Les nano sous-marins
Il s’agit d’une des recherches les plus ambitieuses dans la médecine. Les chercheurs conçoivent une nanomachine capable de se déplacer dans la circulation sanguine pour accomplir une tâche précise. Elle peut par exemple détruire les cellules cancéreuses.
Ce système a été développé par des chercheurs de l’université de Tel-Aviv. Ces derniers ont conçu des nanoparticules transportant de l’ARN. Elles sont programmées pour éliminer les cellules malades. Néanmoins, ils en sont encore à la phase expérimentale.
D’autres études de même nature ont été menées aux États-Unis et aux Pays-Bas. L’université d’Eindhoven a construit un nanomoteur capable de transporter une charge, à savoir un médicament, tout en se déplaçant dans la membrane cellulaire.
Découverte de l’interaction entre les cellules de l’organisme
Pour les chercheurs de l’Université de Montréal, la recherche portait sur le décryptage des mécanismes moléculaires qui régissent toutes les activités biologiques. Prenons la levure, cet organisme unicellulaire. Comment sait-elle le bon moment pour se multiplier ? Une seule interaction suffit à reprogrammer une levure. Ce stimulus entraîne ensuite une réaction en chaîne de millions de molécules qui sont considérées comme des nanomachines.
Dans un système biologique, les molécules sont verrouillées en attendant un signal de stimulation pour le déverrouillage, appelé aussi activateur. Cet activateur peut être une hormone, une protéine ou encore un neurotransmetteur. Il modifie la forme de la serrure d’une molécule pour qu’une autre molécule puisse s’y insérer. L’activateur peut également s’intégrer à la molécule pour permettre l’insertion de l’autre molécule.
Les chercheurs ont réussi à décoder ce mécanisme complexe de serrure, clé et de code. Ils s’appuient sur ce mécanisme naturel pour concevoir un système artificiel à base de l’ADN. Les molécules se superposent pour former des nanostructures qui attendent des molécules d’activation pour s’ouvrir.
Pour ces chercheurs, leurs études ont permis de comprendre les règles et les paramètres de l’interaction entre les molécules. Elles constituent une base solide pour concevoir la nouvelle génération de biocapteurs qui s’inspire de mécanisme naturel.
Les nanofusées
Les nanofusées reposent sur le même principe que les nanosous-marins sachant qu’ils se déplacent uniquement dans du liquide. Le déplacement est similaire à celle d’une fusée puisque la nanomachine a besoin de carburant pour la propulsion par réaction. Ces véhicules sont aussi conçus pour transporter des médicaments.

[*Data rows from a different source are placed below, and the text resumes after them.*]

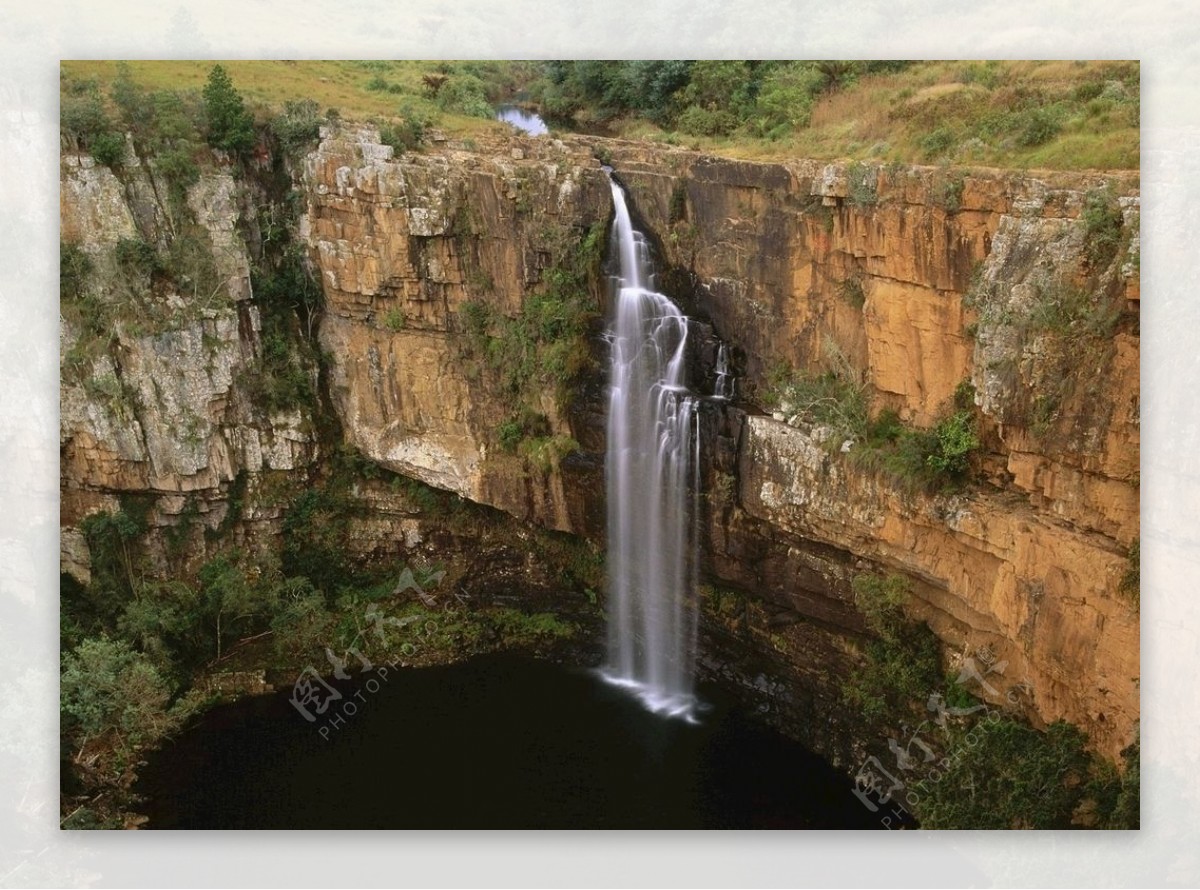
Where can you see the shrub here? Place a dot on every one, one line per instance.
(545, 453)
(1041, 127)
(1131, 582)
(107, 685)
(1008, 775)
(862, 181)
(395, 319)
(75, 271)
(786, 96)
(406, 133)
(137, 257)
(881, 599)
(852, 292)
(299, 125)
(465, 94)
(303, 624)
(827, 400)
(705, 121)
(948, 192)
(955, 442)
(936, 143)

Les nanomachines, un espoir pour le traitement du cancer
Lorsque l’adn se fissure, un mécanisme de réparation s’active pour assurer la soudure des deux fragments. Si ce processus de recollage ne s’effectue pas correctement, cela engendre des translocations chromosomiques, à l’origine des cancers des cellules sanguines.

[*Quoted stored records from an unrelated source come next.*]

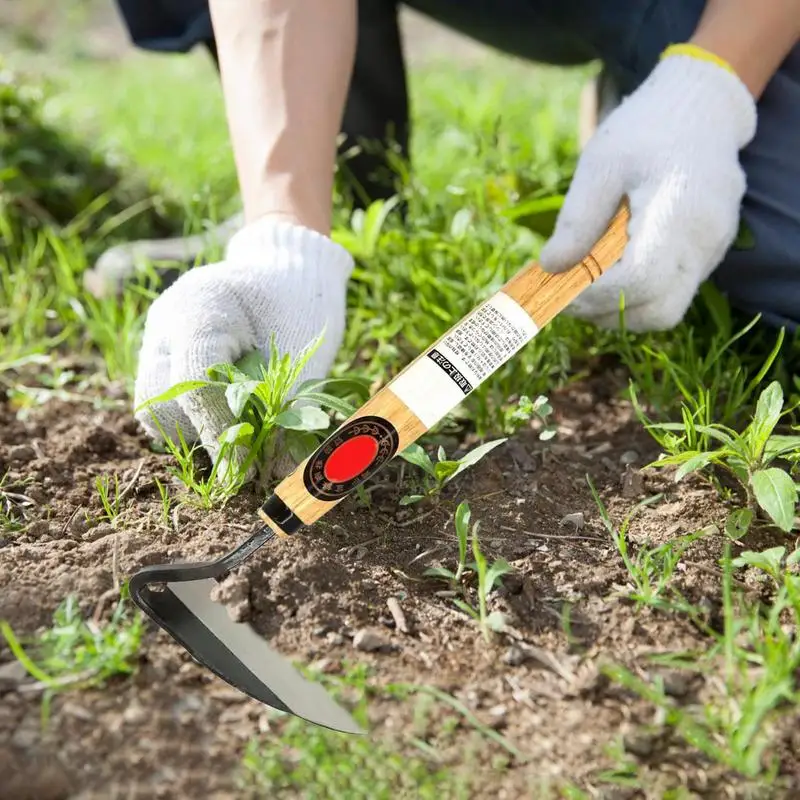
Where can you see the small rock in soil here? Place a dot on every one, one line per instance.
(632, 483)
(76, 711)
(514, 656)
(234, 592)
(37, 528)
(27, 733)
(640, 744)
(577, 519)
(21, 454)
(37, 494)
(12, 675)
(629, 457)
(78, 524)
(134, 713)
(368, 641)
(98, 532)
(676, 684)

Les chercheurs du Centre de recherche en cancérologie de Marseille ont étudié ce mécanisme de réparation. Ils ont découvert que les protéines XLF et XRCC4 agissent comme des gaines autour des deux fragments de l’ADN pour la réparation. Les deux protéines s’attachent aux deux extrémités pour rassembler les fragments à la manière d’un velcro. Cette découverte pourrait à terme contribuer au traitement des maladies génétiques rares et des cancers comme la leucémie. Plus concrètement, ces travaux pourraient améliorer l’efficacité des traitements comme la chimiothérapie et la radiothérapie. Pour rappel, ces traitements visent à détruire l’ADN des cellules cancéreuses. Avec cette découverte, la réparation pourrait être envisagée.